Bernanke has yet to appear before Ron Paul’s Subcommittee on Monetary Policy. Whether Bernanke will ever agree to testify before that subcommittee remains an open question. If the House does not compel him to show up, he may be able to escape stiff cross-examining. If the House refuses to compel him to testify, then the House once again has capitulated on a bipartisan basis. We shall see.
Bernanke is not used to tough questions. Some of the questioning wound up on YouTube within hours.
You may not perceive the extraordinary nature of all this. You can be sure that he perceives it. For almost a century, representatives of the Federal Reserve have been dealt with deferentially by Congress. In theory, the Federal Reserve answers to Congress. In fact, Congress asks few questions.

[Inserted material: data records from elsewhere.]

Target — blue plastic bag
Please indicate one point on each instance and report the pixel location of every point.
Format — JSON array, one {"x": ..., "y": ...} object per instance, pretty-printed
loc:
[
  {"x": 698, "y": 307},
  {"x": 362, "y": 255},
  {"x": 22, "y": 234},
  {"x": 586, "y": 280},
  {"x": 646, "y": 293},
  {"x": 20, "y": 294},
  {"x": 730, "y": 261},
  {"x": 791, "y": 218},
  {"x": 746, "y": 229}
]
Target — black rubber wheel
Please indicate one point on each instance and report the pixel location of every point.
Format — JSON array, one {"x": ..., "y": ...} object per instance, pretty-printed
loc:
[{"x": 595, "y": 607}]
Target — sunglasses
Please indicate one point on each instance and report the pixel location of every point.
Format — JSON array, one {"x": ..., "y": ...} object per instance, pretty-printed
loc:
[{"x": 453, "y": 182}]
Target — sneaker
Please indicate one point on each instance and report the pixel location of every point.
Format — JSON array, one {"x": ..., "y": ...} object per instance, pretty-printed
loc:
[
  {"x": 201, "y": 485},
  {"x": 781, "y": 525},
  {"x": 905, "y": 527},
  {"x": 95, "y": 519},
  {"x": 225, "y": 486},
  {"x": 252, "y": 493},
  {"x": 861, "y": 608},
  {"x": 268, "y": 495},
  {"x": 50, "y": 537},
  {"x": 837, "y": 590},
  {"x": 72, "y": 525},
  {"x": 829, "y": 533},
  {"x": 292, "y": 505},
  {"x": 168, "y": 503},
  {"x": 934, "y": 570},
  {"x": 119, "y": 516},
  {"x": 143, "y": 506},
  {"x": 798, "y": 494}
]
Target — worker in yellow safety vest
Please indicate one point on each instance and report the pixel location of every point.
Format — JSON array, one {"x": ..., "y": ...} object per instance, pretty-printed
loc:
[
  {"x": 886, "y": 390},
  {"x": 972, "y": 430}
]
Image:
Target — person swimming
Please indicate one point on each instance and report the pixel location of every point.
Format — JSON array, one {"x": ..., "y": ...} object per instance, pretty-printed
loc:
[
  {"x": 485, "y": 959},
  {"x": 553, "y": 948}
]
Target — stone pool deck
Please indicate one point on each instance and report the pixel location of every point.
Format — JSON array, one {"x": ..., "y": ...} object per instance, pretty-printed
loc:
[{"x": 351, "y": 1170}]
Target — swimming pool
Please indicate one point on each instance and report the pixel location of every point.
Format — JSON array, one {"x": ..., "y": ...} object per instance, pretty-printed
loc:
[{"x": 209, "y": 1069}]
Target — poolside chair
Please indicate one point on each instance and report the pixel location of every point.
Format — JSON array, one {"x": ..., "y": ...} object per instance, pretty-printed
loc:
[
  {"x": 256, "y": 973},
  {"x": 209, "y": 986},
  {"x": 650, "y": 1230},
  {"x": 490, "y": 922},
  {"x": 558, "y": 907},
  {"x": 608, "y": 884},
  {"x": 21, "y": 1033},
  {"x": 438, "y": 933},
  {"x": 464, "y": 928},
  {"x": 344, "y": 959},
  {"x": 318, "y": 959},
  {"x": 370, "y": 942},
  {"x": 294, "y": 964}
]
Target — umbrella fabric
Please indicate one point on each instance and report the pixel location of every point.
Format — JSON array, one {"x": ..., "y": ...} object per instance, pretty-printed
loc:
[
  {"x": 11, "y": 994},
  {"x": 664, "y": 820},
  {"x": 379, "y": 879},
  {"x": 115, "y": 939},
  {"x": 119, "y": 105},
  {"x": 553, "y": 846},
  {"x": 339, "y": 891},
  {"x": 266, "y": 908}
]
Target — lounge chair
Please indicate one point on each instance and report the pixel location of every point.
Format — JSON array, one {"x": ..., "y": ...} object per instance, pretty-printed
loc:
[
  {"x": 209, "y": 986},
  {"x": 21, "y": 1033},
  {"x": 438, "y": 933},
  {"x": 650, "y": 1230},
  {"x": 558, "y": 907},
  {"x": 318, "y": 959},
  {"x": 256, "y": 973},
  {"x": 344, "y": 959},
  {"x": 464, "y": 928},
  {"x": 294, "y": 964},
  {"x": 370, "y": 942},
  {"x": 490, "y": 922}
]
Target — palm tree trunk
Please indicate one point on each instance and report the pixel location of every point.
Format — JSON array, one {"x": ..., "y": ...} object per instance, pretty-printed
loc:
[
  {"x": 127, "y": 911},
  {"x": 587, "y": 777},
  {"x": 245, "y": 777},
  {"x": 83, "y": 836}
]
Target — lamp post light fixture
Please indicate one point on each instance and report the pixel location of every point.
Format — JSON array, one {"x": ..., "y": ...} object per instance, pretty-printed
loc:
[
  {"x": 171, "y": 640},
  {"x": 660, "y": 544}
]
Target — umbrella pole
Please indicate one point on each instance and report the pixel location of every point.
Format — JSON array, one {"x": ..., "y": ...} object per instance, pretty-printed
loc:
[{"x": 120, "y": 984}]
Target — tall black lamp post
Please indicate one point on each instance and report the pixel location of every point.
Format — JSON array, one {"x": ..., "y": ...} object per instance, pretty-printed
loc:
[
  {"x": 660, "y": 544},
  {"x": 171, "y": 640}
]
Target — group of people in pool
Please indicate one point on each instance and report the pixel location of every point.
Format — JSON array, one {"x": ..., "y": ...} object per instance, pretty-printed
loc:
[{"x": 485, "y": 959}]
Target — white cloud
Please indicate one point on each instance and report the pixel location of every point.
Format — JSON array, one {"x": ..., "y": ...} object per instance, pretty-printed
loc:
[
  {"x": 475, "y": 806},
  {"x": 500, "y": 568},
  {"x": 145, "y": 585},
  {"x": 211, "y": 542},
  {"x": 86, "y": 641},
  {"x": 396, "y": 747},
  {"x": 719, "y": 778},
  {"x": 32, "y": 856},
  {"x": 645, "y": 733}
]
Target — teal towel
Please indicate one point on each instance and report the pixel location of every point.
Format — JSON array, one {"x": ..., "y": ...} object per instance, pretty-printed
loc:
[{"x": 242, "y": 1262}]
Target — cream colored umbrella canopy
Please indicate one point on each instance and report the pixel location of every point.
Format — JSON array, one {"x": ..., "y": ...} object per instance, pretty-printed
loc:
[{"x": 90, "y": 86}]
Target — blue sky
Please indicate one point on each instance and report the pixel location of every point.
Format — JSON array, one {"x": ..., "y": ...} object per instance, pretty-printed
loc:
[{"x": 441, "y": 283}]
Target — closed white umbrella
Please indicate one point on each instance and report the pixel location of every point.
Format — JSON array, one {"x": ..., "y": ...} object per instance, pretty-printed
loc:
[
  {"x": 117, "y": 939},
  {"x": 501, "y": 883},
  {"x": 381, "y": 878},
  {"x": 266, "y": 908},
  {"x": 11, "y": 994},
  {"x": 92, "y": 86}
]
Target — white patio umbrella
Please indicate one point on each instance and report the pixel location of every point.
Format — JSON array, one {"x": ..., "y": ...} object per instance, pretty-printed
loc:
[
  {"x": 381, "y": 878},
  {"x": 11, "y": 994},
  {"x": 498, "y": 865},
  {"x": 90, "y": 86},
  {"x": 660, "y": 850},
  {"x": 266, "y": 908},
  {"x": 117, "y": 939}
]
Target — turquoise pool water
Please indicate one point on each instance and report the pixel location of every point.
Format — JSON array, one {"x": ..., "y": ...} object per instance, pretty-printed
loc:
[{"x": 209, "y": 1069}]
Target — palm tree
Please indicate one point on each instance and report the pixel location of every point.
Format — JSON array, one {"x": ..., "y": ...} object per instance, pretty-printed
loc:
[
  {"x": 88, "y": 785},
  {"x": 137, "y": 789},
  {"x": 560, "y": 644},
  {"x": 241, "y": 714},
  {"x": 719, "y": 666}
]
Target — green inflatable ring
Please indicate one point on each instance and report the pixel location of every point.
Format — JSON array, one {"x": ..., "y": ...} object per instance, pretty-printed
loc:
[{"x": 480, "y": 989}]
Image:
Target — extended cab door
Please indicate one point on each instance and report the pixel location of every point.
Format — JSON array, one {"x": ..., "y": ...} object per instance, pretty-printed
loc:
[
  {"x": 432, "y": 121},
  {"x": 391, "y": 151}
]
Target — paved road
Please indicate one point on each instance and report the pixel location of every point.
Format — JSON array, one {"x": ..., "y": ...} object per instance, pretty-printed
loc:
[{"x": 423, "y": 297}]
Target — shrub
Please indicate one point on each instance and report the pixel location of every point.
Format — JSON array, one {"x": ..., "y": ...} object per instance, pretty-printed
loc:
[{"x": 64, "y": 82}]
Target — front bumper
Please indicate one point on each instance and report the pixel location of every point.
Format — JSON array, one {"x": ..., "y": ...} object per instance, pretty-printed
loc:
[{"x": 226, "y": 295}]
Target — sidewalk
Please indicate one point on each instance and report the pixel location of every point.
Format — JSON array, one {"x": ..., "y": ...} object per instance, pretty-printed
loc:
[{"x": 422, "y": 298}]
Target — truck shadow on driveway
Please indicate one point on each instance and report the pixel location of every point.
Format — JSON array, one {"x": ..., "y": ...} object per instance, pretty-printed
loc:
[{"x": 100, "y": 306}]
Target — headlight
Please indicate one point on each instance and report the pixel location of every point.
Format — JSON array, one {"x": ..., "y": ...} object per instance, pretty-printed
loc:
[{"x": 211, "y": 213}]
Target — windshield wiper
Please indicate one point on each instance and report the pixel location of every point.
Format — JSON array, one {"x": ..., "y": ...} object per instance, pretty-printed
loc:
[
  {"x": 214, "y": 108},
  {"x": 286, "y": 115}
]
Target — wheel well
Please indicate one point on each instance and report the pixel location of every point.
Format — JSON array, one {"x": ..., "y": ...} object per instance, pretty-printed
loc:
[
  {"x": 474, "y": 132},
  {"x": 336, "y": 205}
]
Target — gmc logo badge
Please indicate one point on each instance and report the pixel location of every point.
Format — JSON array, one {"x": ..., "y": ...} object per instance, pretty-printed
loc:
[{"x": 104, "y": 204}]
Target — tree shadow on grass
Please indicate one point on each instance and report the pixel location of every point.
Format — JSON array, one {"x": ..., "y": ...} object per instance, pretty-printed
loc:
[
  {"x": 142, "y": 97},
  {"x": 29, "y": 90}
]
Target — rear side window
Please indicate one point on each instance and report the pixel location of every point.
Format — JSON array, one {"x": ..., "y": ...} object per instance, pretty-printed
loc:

The sign of the FED’s operational autonomy is the absence of any independent audit by any agency of the United States government. This includes any audit of the gold that the FED legally has stored for the government since 1933. The last audit of the gold in Fort Knox was in 1953. There has never been an independent audit of the gold inside the vault of the New York Federal Reserve Bank (privately owned) at 33 Liberty Street, New York City.